These are the poets and writers who have been killed in Gaza.
One of my dreams is for my books and my writings to travel the world, for my pen to have wings so that no unstamped passport or visa rejection can hold it back.
Another dream of mine is to have a small family, to have a little son who looks like me and to tell him a bedtime story as I rock him in my arms.
Since October 7, Israel has killed at least thirteen Palestinian poets and writers in Gaza.
If we think of ourselves as a global literary community, then these people were our fellow travelers, our peers.
They—just like the more than 66 Palestinian journalists killed in Gaza in the line of duty; just like every one of the more than 21,000 innocent people massacred in Gaza, the West Bank, and Israel over the past 75 days—deserve to be remembered.
Here is who they were:
Novelist, poet, and educator Heba Abu Nada, a beloved figure in the Palestinian literary community and the author of the novel Oxygen is Not for the Dead, was killed by an Israeli airstrike in southern Gaza on October 20.
In her final Facebook post, published on October 8, the author wrote:
Gaza’s night is dark apart from the glow of rockets, quiet apart from the sound of the bombs, terrifying apart from the comfort of prayer, black apart from the light of the martyrs.

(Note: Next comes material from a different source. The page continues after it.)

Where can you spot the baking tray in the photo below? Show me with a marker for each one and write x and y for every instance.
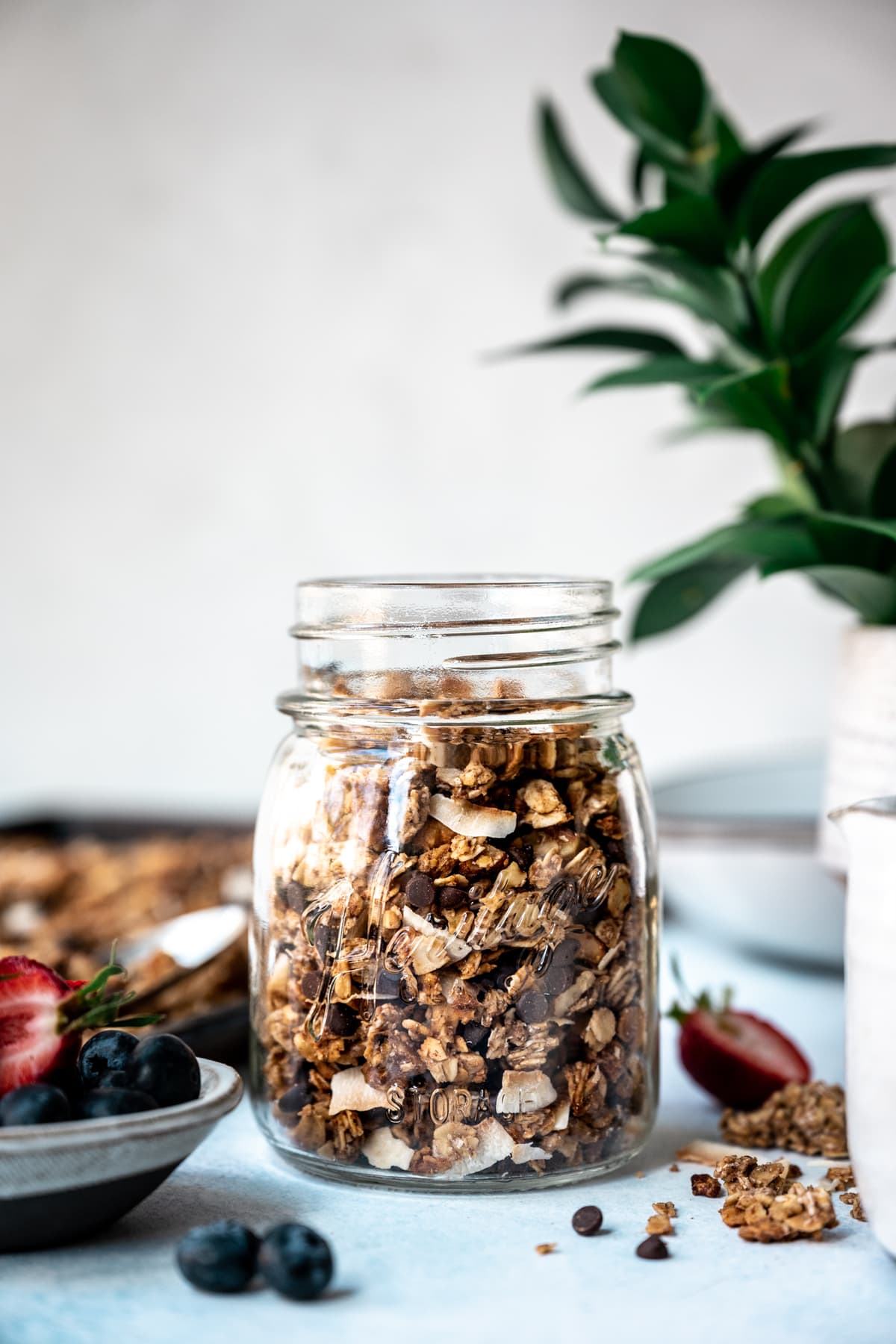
(220, 1034)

Good night, Gaza.
Abu Nada was educated at Islamic University, Gaza, where she was awarded a bachelor’s degree of biochemistry. She went on to receive a master’s degree in clinical nutrition from Al-Azhar University, Gaza. In 2017, Abu Nada won the Sharjah Award for Arab Creativity for Oxygen is Not for the Dead.
You can read two of her final poems, translated from the original Arabic by Huda Fakhreddine, here and here.
Omar Abu Shaweesh
The poet, novelist, and community activist Omar Faris Abu Shaweesh was killed on October 7th during the shelling of the Nuseirat refugee camp in Gaza.

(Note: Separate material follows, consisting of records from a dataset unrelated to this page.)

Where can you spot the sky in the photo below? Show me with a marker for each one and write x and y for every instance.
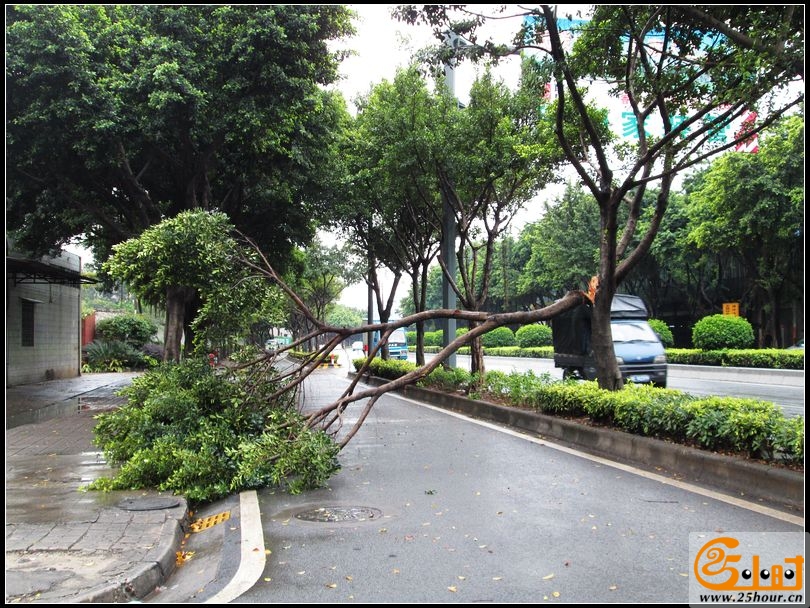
(383, 45)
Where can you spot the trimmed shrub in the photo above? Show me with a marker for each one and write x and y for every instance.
(114, 356)
(434, 338)
(500, 336)
(663, 332)
(187, 430)
(533, 335)
(717, 332)
(135, 330)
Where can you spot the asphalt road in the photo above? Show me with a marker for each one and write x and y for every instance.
(431, 507)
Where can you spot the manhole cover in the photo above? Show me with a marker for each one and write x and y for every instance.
(148, 504)
(336, 514)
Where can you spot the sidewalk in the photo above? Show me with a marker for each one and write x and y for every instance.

Abu Shaweesh co-founded several youth associations and won multiple local and international awards, including the “Best National Song of the Year 2007” award at the International Festival of National Song and Heritage in Jordan, and the “Distinguished Volunteer and Ideal Young” award in 2010 at the Sharek Youth Forum in Palestine. He was also given the “Distinguished Arab Youth in the Field of Media, Journalism and Culture” award by the Arab Youth Council for Integrated Development of the Arab League in 2013.

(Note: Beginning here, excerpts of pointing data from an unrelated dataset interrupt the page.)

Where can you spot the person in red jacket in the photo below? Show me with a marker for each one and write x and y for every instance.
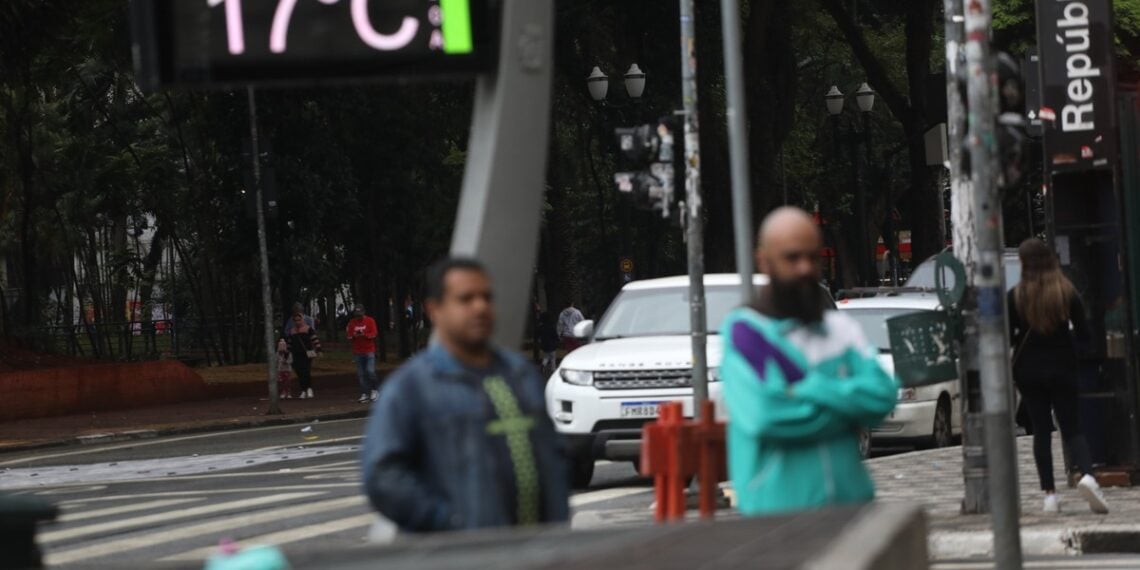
(361, 331)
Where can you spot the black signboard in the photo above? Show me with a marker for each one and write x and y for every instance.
(225, 42)
(1075, 43)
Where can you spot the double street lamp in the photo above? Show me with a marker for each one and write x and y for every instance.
(864, 98)
(599, 83)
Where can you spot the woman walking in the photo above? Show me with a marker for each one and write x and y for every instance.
(1047, 326)
(304, 345)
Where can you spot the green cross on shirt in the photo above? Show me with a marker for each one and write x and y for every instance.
(515, 426)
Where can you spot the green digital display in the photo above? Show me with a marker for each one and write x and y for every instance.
(219, 42)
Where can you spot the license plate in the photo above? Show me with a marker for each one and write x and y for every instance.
(636, 409)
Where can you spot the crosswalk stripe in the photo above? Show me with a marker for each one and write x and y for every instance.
(586, 498)
(282, 537)
(120, 510)
(171, 515)
(163, 441)
(1075, 563)
(219, 527)
(208, 491)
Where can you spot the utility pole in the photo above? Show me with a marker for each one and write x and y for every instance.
(738, 146)
(990, 287)
(694, 225)
(267, 302)
(975, 467)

He published a number of collections of poetry, as well as a novel, Alā qayd al-mawt (2016).
On December 6, the poet, writer, literature professor, and activist Dr. Refaat Alareer was killed in a targeted Israeli airstrike that also killed his brother, his sister, and four of her children. He is survived by his wife, Nusayba, and their children.
Alareer was a professor of literature and creative writing at the Islamic University of Gaza, where he taught since 2007.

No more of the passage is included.